Thetas have an extra option minsites
. This refers to the number of sites a
window must have data from to be included in the global theta estimates and the
distribution plots generated for the report. Since global FST estimation is
made by ANGSD, and we only plot that for the report, not the windows, it is not
needed for the pipeline. The window output from ANGSD remains unaltered for
both, this setting is just for the reporting by the pipeline.
What about polarizing to ancestral states?

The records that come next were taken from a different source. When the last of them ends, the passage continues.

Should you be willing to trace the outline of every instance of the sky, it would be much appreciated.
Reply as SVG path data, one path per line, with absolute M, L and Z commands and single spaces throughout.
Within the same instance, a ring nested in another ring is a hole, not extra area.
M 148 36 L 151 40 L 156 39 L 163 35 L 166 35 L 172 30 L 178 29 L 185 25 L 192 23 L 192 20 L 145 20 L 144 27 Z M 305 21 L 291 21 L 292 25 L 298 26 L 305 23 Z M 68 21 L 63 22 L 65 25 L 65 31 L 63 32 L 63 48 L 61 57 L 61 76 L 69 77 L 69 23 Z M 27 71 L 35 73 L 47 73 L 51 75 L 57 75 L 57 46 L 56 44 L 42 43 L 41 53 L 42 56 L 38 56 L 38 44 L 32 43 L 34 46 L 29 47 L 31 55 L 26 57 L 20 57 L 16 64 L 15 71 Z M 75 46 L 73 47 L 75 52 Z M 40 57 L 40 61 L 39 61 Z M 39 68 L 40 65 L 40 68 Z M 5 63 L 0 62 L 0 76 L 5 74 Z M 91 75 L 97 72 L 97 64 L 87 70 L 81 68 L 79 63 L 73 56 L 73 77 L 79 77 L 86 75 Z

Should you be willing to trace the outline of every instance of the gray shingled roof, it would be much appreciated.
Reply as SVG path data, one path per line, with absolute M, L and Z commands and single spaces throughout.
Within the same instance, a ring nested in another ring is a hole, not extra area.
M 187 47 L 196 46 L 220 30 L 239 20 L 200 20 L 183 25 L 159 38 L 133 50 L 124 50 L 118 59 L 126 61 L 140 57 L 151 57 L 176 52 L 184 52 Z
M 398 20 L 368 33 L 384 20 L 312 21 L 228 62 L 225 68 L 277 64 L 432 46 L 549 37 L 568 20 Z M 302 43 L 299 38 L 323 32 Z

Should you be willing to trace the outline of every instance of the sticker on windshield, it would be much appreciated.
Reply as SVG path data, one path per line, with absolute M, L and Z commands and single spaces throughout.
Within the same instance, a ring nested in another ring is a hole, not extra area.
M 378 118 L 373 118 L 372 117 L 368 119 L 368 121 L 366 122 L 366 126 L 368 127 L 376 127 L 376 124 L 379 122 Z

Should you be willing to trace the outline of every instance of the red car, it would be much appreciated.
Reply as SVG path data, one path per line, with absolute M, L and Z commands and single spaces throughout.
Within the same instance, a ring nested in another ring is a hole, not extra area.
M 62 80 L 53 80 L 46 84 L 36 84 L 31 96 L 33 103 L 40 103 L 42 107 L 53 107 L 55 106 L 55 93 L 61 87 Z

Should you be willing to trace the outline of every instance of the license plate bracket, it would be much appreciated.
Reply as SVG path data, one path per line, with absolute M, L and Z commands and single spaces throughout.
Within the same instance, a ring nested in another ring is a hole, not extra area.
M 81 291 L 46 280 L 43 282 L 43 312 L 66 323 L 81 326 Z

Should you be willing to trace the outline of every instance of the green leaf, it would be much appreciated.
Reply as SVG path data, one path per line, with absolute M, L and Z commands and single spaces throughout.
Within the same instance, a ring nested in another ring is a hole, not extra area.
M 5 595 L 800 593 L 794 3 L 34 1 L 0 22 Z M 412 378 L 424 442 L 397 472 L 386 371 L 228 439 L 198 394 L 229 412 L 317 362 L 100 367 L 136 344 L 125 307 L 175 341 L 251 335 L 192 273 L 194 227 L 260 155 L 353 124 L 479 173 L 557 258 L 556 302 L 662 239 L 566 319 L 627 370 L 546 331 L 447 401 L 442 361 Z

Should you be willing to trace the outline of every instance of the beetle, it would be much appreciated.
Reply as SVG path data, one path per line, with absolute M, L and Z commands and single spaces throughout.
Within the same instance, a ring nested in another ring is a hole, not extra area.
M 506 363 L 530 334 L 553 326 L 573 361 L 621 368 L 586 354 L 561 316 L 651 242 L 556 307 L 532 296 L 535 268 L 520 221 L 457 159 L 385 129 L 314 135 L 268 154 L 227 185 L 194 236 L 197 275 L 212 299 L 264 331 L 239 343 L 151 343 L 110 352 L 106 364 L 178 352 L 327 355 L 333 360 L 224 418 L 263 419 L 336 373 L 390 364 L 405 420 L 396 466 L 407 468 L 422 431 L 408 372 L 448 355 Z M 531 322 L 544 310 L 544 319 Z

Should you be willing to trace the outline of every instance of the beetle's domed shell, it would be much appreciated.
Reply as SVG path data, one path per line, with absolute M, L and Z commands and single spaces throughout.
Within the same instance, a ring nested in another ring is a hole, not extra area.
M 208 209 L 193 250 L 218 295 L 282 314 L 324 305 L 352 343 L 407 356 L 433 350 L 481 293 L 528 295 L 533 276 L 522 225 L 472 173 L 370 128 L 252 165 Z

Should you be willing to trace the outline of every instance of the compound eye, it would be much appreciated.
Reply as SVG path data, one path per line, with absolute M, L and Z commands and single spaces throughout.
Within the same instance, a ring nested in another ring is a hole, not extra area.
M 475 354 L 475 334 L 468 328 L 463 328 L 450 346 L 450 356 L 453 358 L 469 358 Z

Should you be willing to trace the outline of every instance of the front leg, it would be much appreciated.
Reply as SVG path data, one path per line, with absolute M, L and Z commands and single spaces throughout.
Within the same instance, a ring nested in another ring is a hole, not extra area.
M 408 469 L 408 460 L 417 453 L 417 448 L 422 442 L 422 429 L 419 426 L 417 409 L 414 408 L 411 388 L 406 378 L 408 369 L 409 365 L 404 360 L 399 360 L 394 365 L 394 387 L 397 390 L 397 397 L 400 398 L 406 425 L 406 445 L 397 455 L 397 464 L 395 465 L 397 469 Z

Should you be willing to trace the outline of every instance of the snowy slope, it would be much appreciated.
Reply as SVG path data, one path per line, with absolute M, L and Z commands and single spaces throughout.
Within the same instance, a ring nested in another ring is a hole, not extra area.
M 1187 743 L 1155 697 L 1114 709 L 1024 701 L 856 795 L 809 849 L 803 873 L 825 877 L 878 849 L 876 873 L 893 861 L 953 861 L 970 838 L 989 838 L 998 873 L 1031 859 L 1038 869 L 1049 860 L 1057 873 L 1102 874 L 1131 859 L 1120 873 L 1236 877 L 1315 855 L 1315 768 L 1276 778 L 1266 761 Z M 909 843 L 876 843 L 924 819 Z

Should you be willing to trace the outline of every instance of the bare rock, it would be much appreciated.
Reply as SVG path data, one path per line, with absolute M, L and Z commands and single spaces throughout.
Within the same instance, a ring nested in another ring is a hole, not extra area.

By default, we are assuming no ancestral states are available, but if you have them in a reference included in your config, you might want to make an additional change in your config to keep the SFS unfolded:
config/config.yaml | |
---|---|
175 176 177 |
|
One last thing for this section, since we are enabling heterozygosity, we also need to look at how many bootstrap replicates we will do for the SFS. These will be used to calculate confidence intervals for the estimates. This can be found in the realSFS section of the config:
config/config.yaml | |
---|---|
175 176 177 |
|
While for this you might want a high number (like 300) for the real data to get good confidence intervals, we will lower it to 50 here, just to make this run a bit faster. Note that currently confidence interval estimation for heterozygosity shares a configuration with bootstrap count for 1D and 2D SFS. Configuring each of these individually can be relatively simply separated out, so please request if desired and I will implement it.
All right, now lets run it again, this time, quite a few analyses will process in parallel. Once done, we can make a report (example here) and you'll find a few new sections: '04.1 Watterson's Theta', '04.2 Nucleotide Diversity (Pi)', '04.3 Tajima's D', '04.4 Heterozygosity', and '05 Fst'. For the first three, you will get violin plots illustrating the distribution of windowed estimates for the given metric in each population:
As we can see, the general distributions of nucleotide diversity and Watterson's theta are lower in the modern populations than the historical, in line with a decline in genetic diversity. We also see that genome-wide estimates of Tajima's D are higher in modern populations, suggesting they've been going through a population bottleneck as rare variants are becoming less common compared to common ones. Note that the general estimates of Tajima's D are negative for all populations, which indicates a population expansion. However, this is expected for many populations in northern Europe, which expanded out of glacial refugia. This highlights how absolute estimates can be misleading, and proper baselines must be used to create context, such as the historical populations we use here.
In addition to the violin plots, you'll get a table for each metric with the mean for each population along with 95% confidence intervals estimated from 1000 bootstrap estimates of the mean, resampling windows with replacement:
Under '04.4 Heterozygosity', we will find some similar files. There will be a table with heterozygosity estimates with confidence intervals for each individual, this time estimating the intervals from the bootstrapped SFS. Two plots are made for heterozygosity - a boxplot of the estimates grouped by population and a plot showing individual estimates with confidence intervals:
Finally, under '05 Fst', we will have one plot, a heat map of global FST estimates between all population pairs. This plots the weighted FST estimate produced by ANGSD:
Note that the optimization approach used by ANGSD can sometimes produce FST estimates below zero, but these are a methodological artifact and should be considered equivalent to zero. With that in mind, we can see that the FST between the historical populations is lower than between the modern, suggesting that populations have become more differentiated over the time period. This may be simply because they already were isolated and drift has progressed over the period, or even sped up due to the smaller population sizes. It can also mean that gene flow has become reduced. This possibility is especially likely given our clustering analyses and complete lack of differentiation in historical populations, suggesting that they were well connected in the past.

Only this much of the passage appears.